Yes, yes, yes, a hundred times yes. (I'm feeling a bit like a broken record here already.) I think what really freaks people out is the idea of mothers inhabiting the spotlight AS MOTHERS. Aside from a few ultra-conservatives, most people have gotten used to the idea of women in the workplace, women having public lives even after they have children. But the fiction that makes that system work is that their motherhood gets left at the doorstep: while at work, a woman functions as a childless, androgynous WORKER, not as a mother. The thing about blogging that seems to take people off guard is not just that mothers are writing, but that they can write as mothers about not just their children, but themselves, their politics, their goals: it's the refusal to compartmentalize in the socially prescribed ways that allow our culture to preserve the 1950s ideal of motherhood while simultaneously requiring those mothers to work full-time jobs (and, in the case of the U.S., returning to those jobs at only 6 weeks postpartum).

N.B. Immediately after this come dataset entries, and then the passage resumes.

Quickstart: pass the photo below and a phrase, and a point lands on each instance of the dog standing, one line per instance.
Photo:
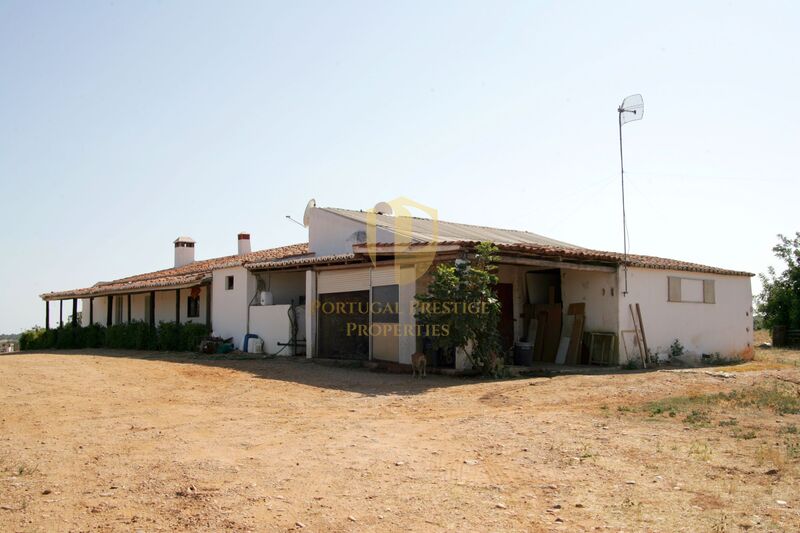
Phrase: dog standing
(419, 364)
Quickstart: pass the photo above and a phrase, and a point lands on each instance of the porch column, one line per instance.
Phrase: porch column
(311, 315)
(208, 308)
(152, 309)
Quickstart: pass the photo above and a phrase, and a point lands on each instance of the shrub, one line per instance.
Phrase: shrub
(779, 301)
(676, 349)
(136, 335)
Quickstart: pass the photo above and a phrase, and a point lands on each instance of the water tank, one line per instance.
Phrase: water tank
(255, 345)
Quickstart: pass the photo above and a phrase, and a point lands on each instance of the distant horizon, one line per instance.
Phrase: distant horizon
(126, 125)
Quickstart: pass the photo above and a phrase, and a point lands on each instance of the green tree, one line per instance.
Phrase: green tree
(462, 304)
(779, 301)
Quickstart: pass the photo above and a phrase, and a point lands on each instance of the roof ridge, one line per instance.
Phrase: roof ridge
(445, 221)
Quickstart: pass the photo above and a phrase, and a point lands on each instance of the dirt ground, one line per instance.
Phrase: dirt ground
(126, 441)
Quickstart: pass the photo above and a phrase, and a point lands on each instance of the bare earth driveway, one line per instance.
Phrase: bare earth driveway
(129, 441)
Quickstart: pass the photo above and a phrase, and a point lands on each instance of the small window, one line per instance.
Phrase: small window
(690, 290)
(118, 310)
(385, 308)
(193, 307)
(147, 308)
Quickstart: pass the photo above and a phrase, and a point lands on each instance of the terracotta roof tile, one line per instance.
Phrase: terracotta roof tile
(193, 273)
(580, 255)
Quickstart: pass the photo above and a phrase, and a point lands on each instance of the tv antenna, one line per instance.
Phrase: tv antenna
(631, 108)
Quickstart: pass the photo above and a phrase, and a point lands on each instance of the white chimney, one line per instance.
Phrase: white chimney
(184, 251)
(244, 243)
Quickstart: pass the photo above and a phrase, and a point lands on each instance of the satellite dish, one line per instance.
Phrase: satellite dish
(307, 213)
(632, 108)
(383, 208)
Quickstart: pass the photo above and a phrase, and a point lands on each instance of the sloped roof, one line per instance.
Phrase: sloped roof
(585, 255)
(187, 275)
(429, 230)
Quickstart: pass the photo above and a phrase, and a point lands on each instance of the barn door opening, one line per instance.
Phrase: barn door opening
(344, 325)
(505, 293)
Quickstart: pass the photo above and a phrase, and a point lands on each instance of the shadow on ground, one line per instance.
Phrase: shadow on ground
(345, 375)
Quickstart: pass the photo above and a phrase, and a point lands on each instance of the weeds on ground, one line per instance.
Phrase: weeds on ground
(19, 469)
(779, 398)
(742, 434)
(697, 418)
(700, 450)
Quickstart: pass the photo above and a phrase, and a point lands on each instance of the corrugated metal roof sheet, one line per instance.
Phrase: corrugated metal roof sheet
(428, 230)
(585, 255)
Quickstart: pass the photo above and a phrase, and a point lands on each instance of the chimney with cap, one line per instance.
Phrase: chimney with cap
(244, 243)
(184, 251)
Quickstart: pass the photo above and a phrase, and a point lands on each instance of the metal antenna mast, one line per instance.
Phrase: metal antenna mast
(631, 108)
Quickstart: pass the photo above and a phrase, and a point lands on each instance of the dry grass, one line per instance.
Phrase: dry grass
(141, 442)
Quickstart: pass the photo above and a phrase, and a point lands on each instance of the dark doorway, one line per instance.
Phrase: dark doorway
(505, 293)
(343, 323)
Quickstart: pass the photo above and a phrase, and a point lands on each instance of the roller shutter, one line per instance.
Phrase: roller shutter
(330, 281)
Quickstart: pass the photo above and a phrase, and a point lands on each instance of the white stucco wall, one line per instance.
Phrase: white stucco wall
(725, 326)
(329, 233)
(285, 286)
(229, 307)
(272, 324)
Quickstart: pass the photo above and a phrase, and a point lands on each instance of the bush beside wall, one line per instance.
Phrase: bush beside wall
(137, 335)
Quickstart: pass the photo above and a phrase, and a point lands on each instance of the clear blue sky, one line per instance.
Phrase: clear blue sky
(126, 124)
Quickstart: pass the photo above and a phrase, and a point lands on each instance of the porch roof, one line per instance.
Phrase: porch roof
(564, 254)
(196, 273)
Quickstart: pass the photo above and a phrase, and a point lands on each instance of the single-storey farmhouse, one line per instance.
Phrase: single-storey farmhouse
(560, 302)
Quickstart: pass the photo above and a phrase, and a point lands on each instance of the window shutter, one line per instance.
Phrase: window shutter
(674, 289)
(708, 291)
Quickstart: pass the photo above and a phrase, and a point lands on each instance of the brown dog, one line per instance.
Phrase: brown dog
(419, 364)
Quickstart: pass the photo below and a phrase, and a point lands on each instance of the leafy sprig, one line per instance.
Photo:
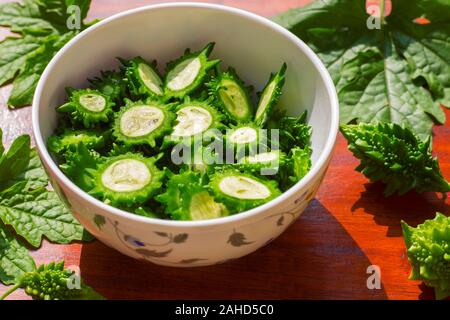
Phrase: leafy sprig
(381, 74)
(30, 211)
(43, 29)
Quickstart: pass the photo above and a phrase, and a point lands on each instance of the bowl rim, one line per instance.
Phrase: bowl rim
(314, 171)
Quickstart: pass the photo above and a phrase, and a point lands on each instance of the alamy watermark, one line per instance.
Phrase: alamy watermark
(374, 280)
(74, 20)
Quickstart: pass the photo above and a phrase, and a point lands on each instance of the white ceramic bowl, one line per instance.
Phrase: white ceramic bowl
(255, 46)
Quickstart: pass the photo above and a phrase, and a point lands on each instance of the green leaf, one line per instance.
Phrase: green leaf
(427, 50)
(25, 83)
(25, 18)
(15, 161)
(378, 72)
(395, 156)
(45, 27)
(13, 54)
(40, 17)
(38, 213)
(15, 260)
(34, 174)
(379, 88)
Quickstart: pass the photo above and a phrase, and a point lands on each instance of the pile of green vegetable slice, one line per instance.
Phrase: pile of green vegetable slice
(160, 146)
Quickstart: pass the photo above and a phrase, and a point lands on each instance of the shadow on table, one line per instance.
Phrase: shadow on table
(412, 207)
(314, 259)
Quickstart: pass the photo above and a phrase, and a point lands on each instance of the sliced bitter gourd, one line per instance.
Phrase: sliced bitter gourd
(195, 118)
(70, 138)
(270, 96)
(187, 199)
(264, 163)
(187, 73)
(144, 79)
(232, 95)
(246, 139)
(127, 180)
(142, 123)
(242, 191)
(112, 84)
(88, 107)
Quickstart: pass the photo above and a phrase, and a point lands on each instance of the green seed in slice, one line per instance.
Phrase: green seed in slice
(142, 123)
(270, 96)
(232, 95)
(242, 191)
(187, 73)
(88, 107)
(127, 180)
(187, 199)
(144, 79)
(245, 139)
(195, 118)
(264, 163)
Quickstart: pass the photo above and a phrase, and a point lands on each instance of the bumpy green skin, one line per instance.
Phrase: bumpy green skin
(250, 148)
(79, 114)
(181, 189)
(136, 84)
(127, 198)
(216, 123)
(203, 159)
(80, 166)
(150, 138)
(296, 166)
(206, 65)
(51, 282)
(221, 85)
(112, 84)
(395, 156)
(237, 205)
(278, 80)
(293, 132)
(429, 253)
(69, 139)
(265, 168)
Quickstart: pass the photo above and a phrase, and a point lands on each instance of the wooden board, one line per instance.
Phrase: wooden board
(324, 255)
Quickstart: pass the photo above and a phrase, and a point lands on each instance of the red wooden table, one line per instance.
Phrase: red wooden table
(324, 255)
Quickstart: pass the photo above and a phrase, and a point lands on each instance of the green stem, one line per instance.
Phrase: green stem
(14, 288)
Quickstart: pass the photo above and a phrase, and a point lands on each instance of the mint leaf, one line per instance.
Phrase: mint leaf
(15, 260)
(34, 174)
(13, 54)
(39, 17)
(25, 83)
(25, 18)
(44, 27)
(427, 50)
(21, 164)
(377, 87)
(37, 213)
(15, 161)
(381, 74)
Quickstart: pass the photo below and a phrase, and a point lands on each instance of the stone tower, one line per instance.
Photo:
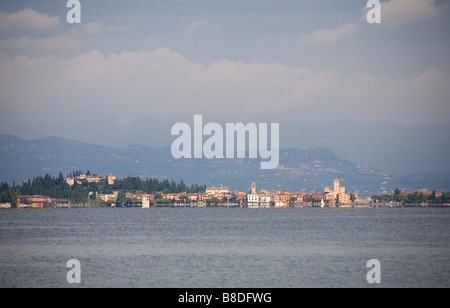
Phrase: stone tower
(336, 185)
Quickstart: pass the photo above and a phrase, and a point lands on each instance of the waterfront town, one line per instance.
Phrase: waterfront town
(331, 196)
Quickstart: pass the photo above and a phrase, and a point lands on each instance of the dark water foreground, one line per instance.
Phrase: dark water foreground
(230, 248)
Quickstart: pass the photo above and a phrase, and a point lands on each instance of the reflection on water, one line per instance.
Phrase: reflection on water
(220, 247)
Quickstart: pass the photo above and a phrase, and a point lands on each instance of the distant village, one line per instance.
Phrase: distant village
(332, 196)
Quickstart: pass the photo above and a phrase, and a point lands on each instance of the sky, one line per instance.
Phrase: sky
(375, 94)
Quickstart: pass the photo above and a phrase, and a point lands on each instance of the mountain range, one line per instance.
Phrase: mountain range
(307, 170)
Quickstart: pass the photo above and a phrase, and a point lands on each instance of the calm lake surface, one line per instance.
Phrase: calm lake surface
(225, 247)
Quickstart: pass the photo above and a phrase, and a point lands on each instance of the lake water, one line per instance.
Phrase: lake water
(225, 247)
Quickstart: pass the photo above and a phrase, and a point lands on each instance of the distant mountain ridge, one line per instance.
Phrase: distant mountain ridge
(299, 170)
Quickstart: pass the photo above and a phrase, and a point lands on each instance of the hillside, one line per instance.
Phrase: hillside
(299, 170)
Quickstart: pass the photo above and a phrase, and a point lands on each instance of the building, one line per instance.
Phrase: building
(338, 195)
(281, 198)
(146, 201)
(39, 202)
(218, 192)
(110, 179)
(265, 198)
(108, 197)
(253, 197)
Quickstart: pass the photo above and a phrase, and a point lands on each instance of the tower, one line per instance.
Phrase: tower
(336, 185)
(253, 188)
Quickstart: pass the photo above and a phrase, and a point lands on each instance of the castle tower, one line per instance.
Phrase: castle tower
(336, 185)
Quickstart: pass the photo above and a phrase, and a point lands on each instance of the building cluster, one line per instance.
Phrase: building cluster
(110, 179)
(332, 196)
(40, 202)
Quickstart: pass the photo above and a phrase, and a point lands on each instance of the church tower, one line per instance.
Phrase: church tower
(336, 185)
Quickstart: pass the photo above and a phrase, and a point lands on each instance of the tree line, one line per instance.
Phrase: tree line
(83, 191)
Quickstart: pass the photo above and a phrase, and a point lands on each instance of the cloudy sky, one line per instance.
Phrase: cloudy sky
(376, 94)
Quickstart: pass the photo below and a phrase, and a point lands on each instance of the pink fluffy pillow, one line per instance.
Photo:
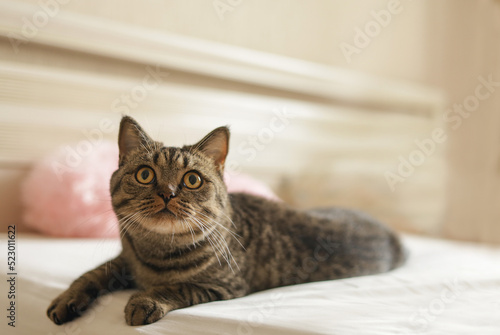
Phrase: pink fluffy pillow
(67, 193)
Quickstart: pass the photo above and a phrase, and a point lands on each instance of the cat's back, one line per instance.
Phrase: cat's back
(286, 246)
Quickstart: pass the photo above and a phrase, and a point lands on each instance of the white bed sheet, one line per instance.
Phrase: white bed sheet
(445, 288)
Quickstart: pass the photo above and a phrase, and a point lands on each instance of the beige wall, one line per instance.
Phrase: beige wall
(447, 44)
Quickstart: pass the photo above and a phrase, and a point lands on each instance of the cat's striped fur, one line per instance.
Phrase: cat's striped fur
(184, 246)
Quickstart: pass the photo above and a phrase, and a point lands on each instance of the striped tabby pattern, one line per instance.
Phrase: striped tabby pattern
(187, 241)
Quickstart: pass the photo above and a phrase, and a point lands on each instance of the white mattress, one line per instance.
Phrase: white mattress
(445, 288)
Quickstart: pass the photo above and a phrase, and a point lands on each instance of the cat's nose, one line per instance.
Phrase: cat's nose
(166, 196)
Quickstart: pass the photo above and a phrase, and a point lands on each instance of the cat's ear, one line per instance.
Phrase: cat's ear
(131, 137)
(216, 146)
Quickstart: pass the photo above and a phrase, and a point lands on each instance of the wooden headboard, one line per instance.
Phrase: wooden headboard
(318, 135)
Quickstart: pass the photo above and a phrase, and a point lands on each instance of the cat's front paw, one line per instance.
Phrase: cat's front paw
(68, 306)
(141, 309)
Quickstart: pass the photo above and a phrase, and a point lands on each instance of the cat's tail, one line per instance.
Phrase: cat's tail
(399, 253)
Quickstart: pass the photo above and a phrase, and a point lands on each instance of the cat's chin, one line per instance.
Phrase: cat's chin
(163, 224)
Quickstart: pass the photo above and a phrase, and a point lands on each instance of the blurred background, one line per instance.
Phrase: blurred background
(388, 106)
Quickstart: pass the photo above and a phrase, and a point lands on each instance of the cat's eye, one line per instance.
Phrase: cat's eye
(192, 180)
(145, 175)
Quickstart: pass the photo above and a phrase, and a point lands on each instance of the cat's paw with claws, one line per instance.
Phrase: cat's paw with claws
(141, 309)
(68, 306)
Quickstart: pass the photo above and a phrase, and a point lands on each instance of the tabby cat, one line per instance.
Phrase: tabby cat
(186, 241)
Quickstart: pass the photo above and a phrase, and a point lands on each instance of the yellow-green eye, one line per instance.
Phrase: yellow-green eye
(145, 175)
(192, 180)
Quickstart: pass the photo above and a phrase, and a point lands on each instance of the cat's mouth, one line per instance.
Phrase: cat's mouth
(166, 211)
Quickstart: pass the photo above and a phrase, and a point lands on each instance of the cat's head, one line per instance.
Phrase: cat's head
(169, 189)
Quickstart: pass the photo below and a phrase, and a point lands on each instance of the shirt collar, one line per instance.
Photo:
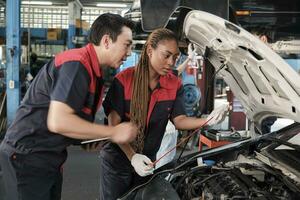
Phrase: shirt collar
(95, 62)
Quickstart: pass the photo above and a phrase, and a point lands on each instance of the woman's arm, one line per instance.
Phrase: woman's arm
(113, 120)
(183, 122)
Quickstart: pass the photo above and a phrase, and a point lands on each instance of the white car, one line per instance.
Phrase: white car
(265, 166)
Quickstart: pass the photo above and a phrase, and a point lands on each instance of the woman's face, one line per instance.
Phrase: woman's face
(163, 58)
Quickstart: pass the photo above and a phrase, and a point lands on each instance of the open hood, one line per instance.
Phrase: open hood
(264, 83)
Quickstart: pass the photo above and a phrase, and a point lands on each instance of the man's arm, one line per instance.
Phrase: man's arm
(63, 120)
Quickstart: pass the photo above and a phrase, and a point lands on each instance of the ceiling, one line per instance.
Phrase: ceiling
(85, 3)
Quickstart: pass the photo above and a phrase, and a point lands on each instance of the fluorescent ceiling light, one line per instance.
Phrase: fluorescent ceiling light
(112, 5)
(49, 3)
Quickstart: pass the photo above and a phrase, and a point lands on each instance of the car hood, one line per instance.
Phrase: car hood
(263, 82)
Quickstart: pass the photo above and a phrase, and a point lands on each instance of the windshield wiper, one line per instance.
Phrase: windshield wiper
(280, 141)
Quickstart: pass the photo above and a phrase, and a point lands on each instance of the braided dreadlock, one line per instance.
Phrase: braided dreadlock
(140, 94)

Posted by: bubandpie at February 12, 2007 8:48 AM
I have five minutes to post! Yay! I changed blog platforms so that I could password protect certain posts instead of a whole blog. This has come about from a series of more and more disturbing searches for children with disabilities or casts in sexual poses showing up in my stats. I know that it is possible for these people to get off seeing her in person or whatever, but I'm not going to make it easier for them to do it with my kid. That's why most of her pictures do not show her braces or any part of her body where the disability is visible, and why I will PP posts in the future discussing her specific issues. I'm traceable if you really wanted to find me. I live in a city that is not really that large that I have identified, and my child has easily identifiable issues. My blog reaches corners of the world that would not know about or be looking for her if I was just emailing photos to Grammy. I have had two stalkers removed from my home by police in my life, a fact that certainly colors my fears, but there you go. I am a product of my experiences. As far as embarrassment goes, I figure she's going to hate me and be embarrassed by me regardless of whether I blog about her or not, so I might as well blog. She has a very outspoken mother, and I don't think that giving birth to her required me to shut my mouth. If anything, it has given me new reason to open it. Posted by: Carrie at February 12, 2007 9:04 AM
Very thought provoking. I agree that privacy is an illusion. Shorly before we were married, my husband had his identity stolen, and the ensuring nightmare underscored that fact all too well. We take certain precautions, especially where our kids are concerned (you'll notice I rarely share pictures of my children and have never mentioned them or myself, by name) but beyond that, we have accepted that 1984 has pretty much come to fruition. Since I am not engaging in criminal endeavors, I am largely, and perhaps, naievly, unconcerned about it. As for your conclusion regarding how blogging and the internet in general has impacted our view of Motherhood, it's increasing visibility and it's growing acceptance as a real and valued vocation, rather than just a duty, I completely agree. In that respect, I think it's a largely positive construct. It has humanized an endeavor that has long been dismissed and women that too long been marginalized. Bloggers are putting a face on parenting, one that is funny, urbane, thought provoking and poignant. I can't see that as a bad thing.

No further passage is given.